The president also pulled us out of the expensive war in Iraq, is winding down the similarly costly conflict in Afghanistan and successfully ended the hunt for Osama bin Laden. One of his most notable accomplishments, the Affordable Care Act, also became his most controversial. While we certainly don’t agree with every part of the massive act, it did achieve the historic goal of providing the opportunity for health coverage to all Americans, a long overdue step as we seek to continue our leadership in the modern, industrialized world.
For his part, Romney can point to a strong record of successful leadership as a Republican governor in a liberal state, and he certainly has the business bona fides needed to work closely with the nation’s top industries. He has experience turning around failing enterprises, such as the 2002 Salt Lake City Olympics. But despite such pluses, we still know all too little about who Romney really is and what he hopes to achieve.

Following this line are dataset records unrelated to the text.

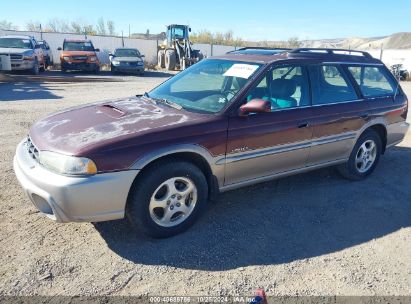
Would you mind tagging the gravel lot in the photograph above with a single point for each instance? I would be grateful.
(311, 234)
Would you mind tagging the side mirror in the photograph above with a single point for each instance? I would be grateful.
(255, 106)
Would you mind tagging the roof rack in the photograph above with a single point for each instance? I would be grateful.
(331, 51)
(262, 48)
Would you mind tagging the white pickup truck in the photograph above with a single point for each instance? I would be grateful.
(21, 53)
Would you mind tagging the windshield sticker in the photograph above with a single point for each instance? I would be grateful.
(241, 70)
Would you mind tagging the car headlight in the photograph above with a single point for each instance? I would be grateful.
(65, 164)
(28, 55)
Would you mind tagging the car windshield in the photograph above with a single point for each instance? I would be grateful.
(207, 86)
(126, 53)
(78, 46)
(15, 43)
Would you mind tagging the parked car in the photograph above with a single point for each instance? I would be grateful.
(25, 53)
(230, 121)
(127, 60)
(79, 54)
(400, 72)
(48, 54)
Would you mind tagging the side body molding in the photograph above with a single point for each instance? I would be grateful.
(216, 163)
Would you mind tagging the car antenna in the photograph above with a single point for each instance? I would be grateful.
(398, 86)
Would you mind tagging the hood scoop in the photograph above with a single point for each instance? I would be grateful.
(112, 111)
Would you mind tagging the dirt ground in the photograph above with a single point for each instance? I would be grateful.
(310, 234)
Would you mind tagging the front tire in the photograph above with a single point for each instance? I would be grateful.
(363, 158)
(168, 199)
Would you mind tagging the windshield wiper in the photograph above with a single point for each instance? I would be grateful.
(165, 101)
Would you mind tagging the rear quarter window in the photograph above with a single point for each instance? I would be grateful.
(329, 85)
(373, 81)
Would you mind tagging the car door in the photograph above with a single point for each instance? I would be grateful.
(264, 144)
(338, 113)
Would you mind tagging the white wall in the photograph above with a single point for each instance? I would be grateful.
(107, 44)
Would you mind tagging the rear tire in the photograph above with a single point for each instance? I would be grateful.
(168, 199)
(363, 158)
(170, 60)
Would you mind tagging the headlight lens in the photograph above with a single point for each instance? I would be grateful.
(28, 55)
(65, 164)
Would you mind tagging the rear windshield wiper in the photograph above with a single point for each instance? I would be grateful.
(165, 101)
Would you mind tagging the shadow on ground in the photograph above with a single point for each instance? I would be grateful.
(20, 91)
(299, 217)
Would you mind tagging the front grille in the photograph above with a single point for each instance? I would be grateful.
(31, 148)
(13, 56)
(79, 57)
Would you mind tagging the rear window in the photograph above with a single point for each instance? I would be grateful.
(330, 85)
(372, 81)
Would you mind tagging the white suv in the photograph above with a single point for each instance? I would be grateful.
(25, 53)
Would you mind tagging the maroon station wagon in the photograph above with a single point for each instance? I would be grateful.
(226, 122)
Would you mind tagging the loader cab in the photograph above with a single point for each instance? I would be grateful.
(177, 32)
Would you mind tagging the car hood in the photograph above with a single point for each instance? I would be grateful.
(127, 59)
(13, 50)
(77, 53)
(80, 130)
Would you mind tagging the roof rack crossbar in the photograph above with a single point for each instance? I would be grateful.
(330, 51)
(262, 48)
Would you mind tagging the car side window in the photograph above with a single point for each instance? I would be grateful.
(330, 85)
(372, 81)
(285, 87)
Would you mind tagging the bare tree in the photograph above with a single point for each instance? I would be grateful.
(111, 28)
(33, 25)
(6, 25)
(101, 27)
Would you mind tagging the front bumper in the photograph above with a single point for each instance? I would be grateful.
(21, 65)
(128, 67)
(100, 197)
(81, 66)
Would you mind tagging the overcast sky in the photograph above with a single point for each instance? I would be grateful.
(250, 20)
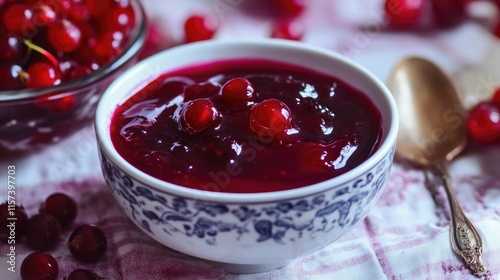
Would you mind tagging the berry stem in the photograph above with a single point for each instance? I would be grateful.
(43, 51)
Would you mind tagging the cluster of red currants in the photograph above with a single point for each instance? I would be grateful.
(87, 242)
(270, 117)
(45, 43)
(203, 27)
(483, 122)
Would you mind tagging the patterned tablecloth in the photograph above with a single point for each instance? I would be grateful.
(406, 235)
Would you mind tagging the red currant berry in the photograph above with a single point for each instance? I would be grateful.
(39, 266)
(42, 74)
(12, 77)
(98, 8)
(120, 18)
(12, 48)
(79, 13)
(496, 29)
(79, 71)
(198, 115)
(484, 123)
(290, 30)
(64, 36)
(61, 206)
(87, 243)
(199, 28)
(17, 19)
(289, 8)
(42, 232)
(271, 117)
(404, 13)
(448, 13)
(238, 93)
(82, 274)
(43, 15)
(495, 100)
(8, 211)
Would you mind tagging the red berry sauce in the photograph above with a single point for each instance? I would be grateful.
(260, 126)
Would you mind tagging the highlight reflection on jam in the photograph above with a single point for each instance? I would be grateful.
(246, 126)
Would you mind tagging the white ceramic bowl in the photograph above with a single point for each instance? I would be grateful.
(247, 233)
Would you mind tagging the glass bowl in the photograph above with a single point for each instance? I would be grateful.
(31, 119)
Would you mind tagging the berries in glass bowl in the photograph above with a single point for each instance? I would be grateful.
(56, 58)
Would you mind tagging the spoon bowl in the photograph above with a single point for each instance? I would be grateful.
(433, 126)
(431, 133)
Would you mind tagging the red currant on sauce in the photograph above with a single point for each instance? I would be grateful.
(404, 13)
(61, 206)
(64, 36)
(484, 122)
(270, 117)
(39, 266)
(82, 274)
(21, 218)
(87, 243)
(290, 30)
(199, 28)
(198, 115)
(42, 232)
(42, 74)
(238, 92)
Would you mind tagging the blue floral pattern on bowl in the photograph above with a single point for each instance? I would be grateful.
(329, 214)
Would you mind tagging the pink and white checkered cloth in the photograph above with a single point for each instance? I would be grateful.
(405, 236)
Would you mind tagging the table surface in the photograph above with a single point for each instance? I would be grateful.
(405, 236)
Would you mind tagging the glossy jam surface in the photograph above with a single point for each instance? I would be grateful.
(292, 127)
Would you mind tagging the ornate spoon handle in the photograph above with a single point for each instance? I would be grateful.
(465, 239)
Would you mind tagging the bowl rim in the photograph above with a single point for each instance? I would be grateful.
(107, 148)
(133, 47)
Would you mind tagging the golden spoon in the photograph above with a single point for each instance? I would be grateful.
(431, 133)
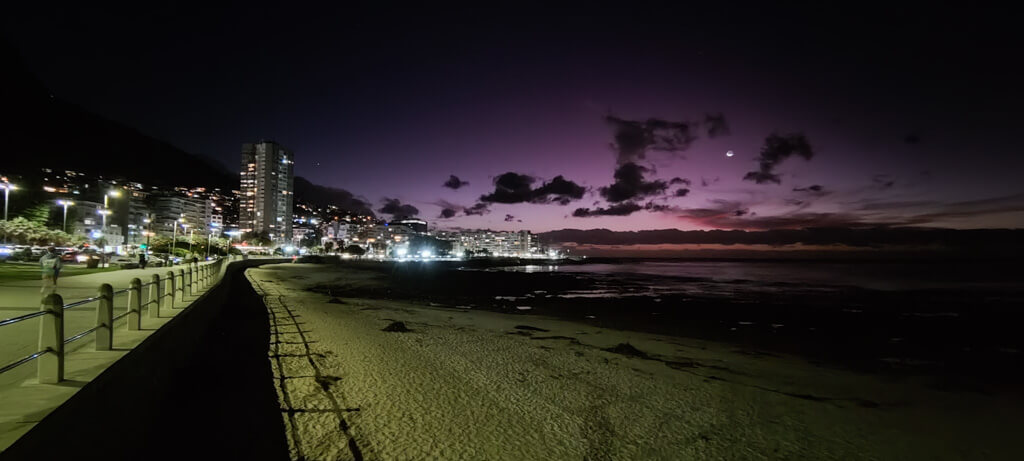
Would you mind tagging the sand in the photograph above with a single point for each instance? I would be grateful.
(469, 384)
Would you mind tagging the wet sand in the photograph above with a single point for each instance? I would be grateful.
(463, 383)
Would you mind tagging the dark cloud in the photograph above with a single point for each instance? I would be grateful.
(634, 138)
(776, 149)
(715, 125)
(813, 187)
(324, 197)
(659, 208)
(706, 182)
(630, 184)
(559, 191)
(454, 182)
(856, 237)
(477, 210)
(883, 180)
(450, 209)
(812, 191)
(515, 187)
(395, 208)
(622, 209)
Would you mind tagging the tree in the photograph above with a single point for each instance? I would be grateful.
(25, 232)
(309, 240)
(354, 250)
(260, 239)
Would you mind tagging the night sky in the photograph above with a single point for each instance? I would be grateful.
(846, 117)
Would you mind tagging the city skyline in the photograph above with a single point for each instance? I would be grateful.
(908, 130)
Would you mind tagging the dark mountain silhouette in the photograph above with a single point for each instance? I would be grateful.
(42, 131)
(322, 196)
(1004, 240)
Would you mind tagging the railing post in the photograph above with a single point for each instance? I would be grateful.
(104, 318)
(51, 339)
(181, 288)
(134, 304)
(156, 296)
(170, 290)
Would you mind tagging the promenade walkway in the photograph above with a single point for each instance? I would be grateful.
(23, 401)
(205, 375)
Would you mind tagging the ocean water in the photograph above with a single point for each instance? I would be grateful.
(731, 276)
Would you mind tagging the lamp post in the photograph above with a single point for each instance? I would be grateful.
(209, 239)
(230, 237)
(174, 239)
(107, 207)
(7, 187)
(103, 212)
(66, 203)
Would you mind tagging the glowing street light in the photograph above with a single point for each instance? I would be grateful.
(174, 234)
(103, 212)
(107, 207)
(7, 187)
(66, 203)
(209, 239)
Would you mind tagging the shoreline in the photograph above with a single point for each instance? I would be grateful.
(472, 383)
(914, 332)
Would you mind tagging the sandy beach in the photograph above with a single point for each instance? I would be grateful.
(462, 383)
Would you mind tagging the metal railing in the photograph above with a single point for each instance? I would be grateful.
(163, 291)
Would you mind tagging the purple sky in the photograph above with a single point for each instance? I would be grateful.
(390, 106)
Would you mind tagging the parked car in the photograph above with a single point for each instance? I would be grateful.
(124, 261)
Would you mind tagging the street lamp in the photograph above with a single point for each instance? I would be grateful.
(66, 203)
(148, 233)
(103, 212)
(114, 193)
(107, 208)
(7, 187)
(174, 239)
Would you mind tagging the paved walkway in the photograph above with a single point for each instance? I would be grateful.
(20, 297)
(200, 388)
(23, 401)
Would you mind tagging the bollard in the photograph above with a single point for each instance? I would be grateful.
(170, 288)
(181, 287)
(134, 304)
(104, 318)
(156, 296)
(51, 340)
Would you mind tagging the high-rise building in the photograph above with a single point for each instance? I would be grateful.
(267, 190)
(185, 212)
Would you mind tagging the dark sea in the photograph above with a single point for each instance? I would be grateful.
(652, 278)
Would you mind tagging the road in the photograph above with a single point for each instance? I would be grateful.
(20, 297)
(205, 376)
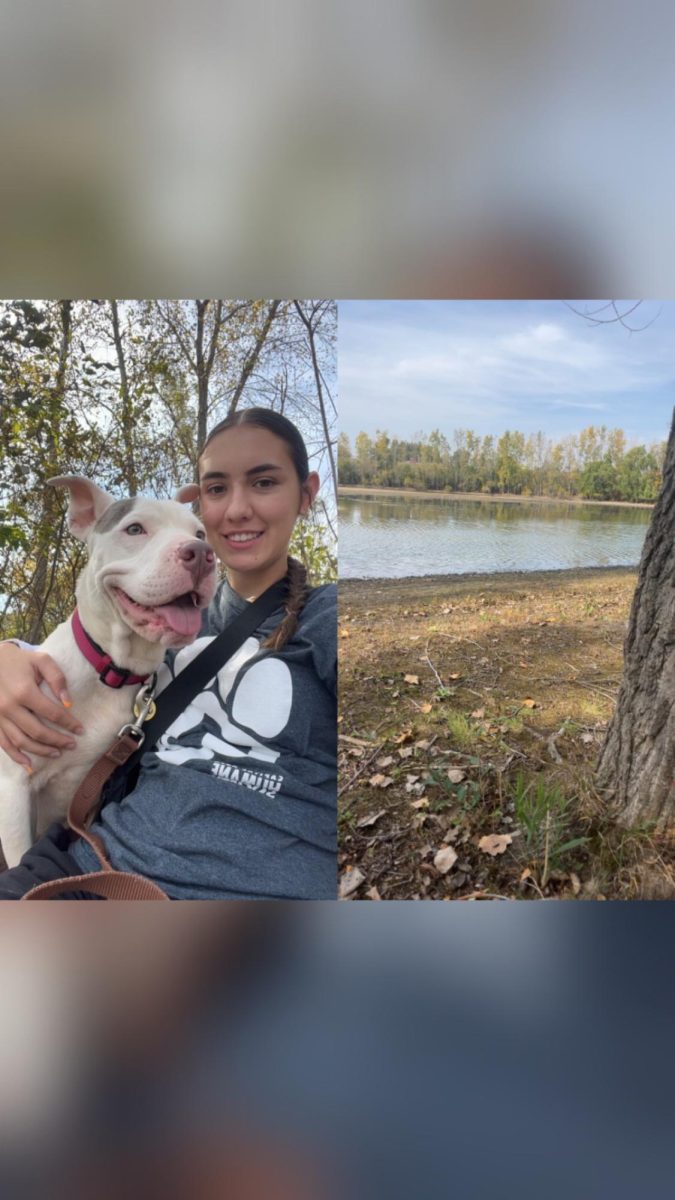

That’s not an issue with Obama. Through all of his actions, the president has kept the same consistent philosophy front and center, working to protect the most vulnerable Americans – whether they be gay soldiers, the uninsured poor or unemployed workers – and promoting the idea that the nation owes every citizen the opportunity to succeed. He has championed the idea that the common good is just as important as the individual good.
Romney’s core philosophy, on the other hand, is an exasperating mystery. After governing Massachusetts largely as a pragmatic moderate, he’s spent the past four years campaigning as a variety of different candidates, from the ultra-conservative Mitt who tacked even further to the right than Texas Gov. Rick Perry in the GOP primary to the centrist, peace-loving Mitt we saw in the final debate this month. He’s pulled off wild swings on health care, climate change, gun control, gay rights and a variety of other issues, to the point that we frankly don’t know what he really believes. All this waffling means that the constant plus for supporters of Romney’s campaign has not been any of his specific proposals or stances – those can seemingly change with the wind – but simply the fact that he’s not Obama.
Where does all of this leave us? With a frustrating choice this time around. On the one hand, we can elect a president we understand, but who has so alienated and been so alienated by Congress as to make many of his proposals nonstarters. The other choice is a leader who we simply haven’t been able to figure out. Who is Mitt Romney?
If we could be certain Romney would show up to the White House as the bipartisan moderate ready to compromise and get things done, our decision would be much easier. But only Romney knows who he would be after Inauguration Day, and his proposals come with so many vague generalizations and missing details that a Romney presidency would be a gamble of enormous proportions. Many will be willing to take that gamble simply to avoid another four years of the gridlock and inaction we’ve seen take root in recent years under Obama. We don’t necessarily blame them. We’re just not willing to make that same national all-in bet.